Naturally, I freaked out and drove home as fast carefully as possible. I went in and assessed the situation and determined that the breaker must have been tripped by something. They're building a new house about 3 doors down so maybe they interrupted the power connection for a minute and when everything tried to come on at the same time it overloaded the breaker. Yeah... maybe that's what happened.
So I go into the garage and trip the breaker and watch the fish tank come back to life. We determined it had only been off for less than 1.5 hrs so the corals should be all right.
Then I head back to work.
I sit down and unlock my workstation only to receive another phone call from my wife, "It happened again. And there's a big cloud of foul smelling smoke coming out from under the fish tank!"
"Unplug EVERYTHING," I said, and again, I rushed home.
It didn't take long to see what happened. The light on the heater was flickering on and off rapidly (indicative of a short). So I unplugged the heater and proceeded to remove it from the sump. Much to my surprise, the heater fell into two pieces as I attempted to remove it.
What a freakin' close call! I'm glad the thing was under water or it'd probably burned my house down!

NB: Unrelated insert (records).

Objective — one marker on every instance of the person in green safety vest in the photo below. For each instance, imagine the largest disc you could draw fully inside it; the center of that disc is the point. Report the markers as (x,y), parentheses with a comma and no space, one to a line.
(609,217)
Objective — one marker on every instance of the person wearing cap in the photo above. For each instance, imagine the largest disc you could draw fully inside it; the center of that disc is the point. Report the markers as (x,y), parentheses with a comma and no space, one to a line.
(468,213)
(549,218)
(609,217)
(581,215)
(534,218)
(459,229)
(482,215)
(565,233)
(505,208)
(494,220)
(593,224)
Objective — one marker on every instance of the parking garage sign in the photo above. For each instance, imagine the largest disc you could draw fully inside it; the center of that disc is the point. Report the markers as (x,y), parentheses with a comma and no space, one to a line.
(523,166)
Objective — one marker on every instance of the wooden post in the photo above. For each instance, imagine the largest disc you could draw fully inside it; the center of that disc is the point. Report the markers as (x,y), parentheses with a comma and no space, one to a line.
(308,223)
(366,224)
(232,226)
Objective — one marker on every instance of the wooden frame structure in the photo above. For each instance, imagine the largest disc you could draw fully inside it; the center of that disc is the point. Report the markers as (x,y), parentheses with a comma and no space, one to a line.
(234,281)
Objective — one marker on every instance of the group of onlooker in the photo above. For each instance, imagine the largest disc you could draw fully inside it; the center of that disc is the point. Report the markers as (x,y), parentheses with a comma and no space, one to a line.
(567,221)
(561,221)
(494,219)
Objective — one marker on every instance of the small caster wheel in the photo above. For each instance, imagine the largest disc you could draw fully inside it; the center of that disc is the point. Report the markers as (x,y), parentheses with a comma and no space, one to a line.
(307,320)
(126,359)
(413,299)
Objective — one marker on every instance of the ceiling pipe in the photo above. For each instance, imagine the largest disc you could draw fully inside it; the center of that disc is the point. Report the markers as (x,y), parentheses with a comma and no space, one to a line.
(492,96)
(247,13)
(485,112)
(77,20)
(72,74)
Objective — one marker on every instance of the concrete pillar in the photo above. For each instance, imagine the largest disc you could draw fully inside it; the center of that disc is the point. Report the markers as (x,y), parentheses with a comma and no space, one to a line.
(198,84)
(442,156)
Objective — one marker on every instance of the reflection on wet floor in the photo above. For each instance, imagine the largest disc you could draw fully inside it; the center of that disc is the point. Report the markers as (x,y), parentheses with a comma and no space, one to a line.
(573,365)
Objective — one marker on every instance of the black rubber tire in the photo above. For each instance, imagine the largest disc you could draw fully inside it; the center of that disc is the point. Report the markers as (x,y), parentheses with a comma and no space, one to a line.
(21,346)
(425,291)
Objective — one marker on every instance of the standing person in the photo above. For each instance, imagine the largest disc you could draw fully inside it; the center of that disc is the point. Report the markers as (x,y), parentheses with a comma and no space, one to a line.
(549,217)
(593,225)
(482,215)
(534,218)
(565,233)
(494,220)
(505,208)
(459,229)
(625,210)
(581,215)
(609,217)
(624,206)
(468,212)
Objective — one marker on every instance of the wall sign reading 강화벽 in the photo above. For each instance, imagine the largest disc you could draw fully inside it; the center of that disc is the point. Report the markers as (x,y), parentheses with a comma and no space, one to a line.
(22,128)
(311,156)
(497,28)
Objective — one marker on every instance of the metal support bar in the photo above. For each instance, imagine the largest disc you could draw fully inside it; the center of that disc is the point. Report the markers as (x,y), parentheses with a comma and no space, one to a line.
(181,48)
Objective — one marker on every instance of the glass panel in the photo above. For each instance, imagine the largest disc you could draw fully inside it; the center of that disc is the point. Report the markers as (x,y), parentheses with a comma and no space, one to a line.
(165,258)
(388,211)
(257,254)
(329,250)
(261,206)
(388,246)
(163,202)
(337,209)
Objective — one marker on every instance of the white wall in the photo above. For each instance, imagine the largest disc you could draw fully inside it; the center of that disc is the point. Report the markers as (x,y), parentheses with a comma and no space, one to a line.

All my corals seem to be doing OK except the frogspawn which looks a bit "deflated" at the moment. Hopefully he'll perk back up. The fish all seem fine except my Tomini Tang who has a few white spots on him, presumably from knocking into things while he was freaking out (he's really skittish).
Wanna see?
I'm glad it was a clean break or I'd had to get the glass shards out of my sump. There were, however, bits and pieces of carbon on the bottom of the tank that I got out with a turkey baster.
I just finished doing a ±15% water change.






October 23rd, 2007 - 10:23
I had a few incidents with cheap heaters. Glad you were able to catch it before the chemicals from inside the heater escaped and crashed the tank.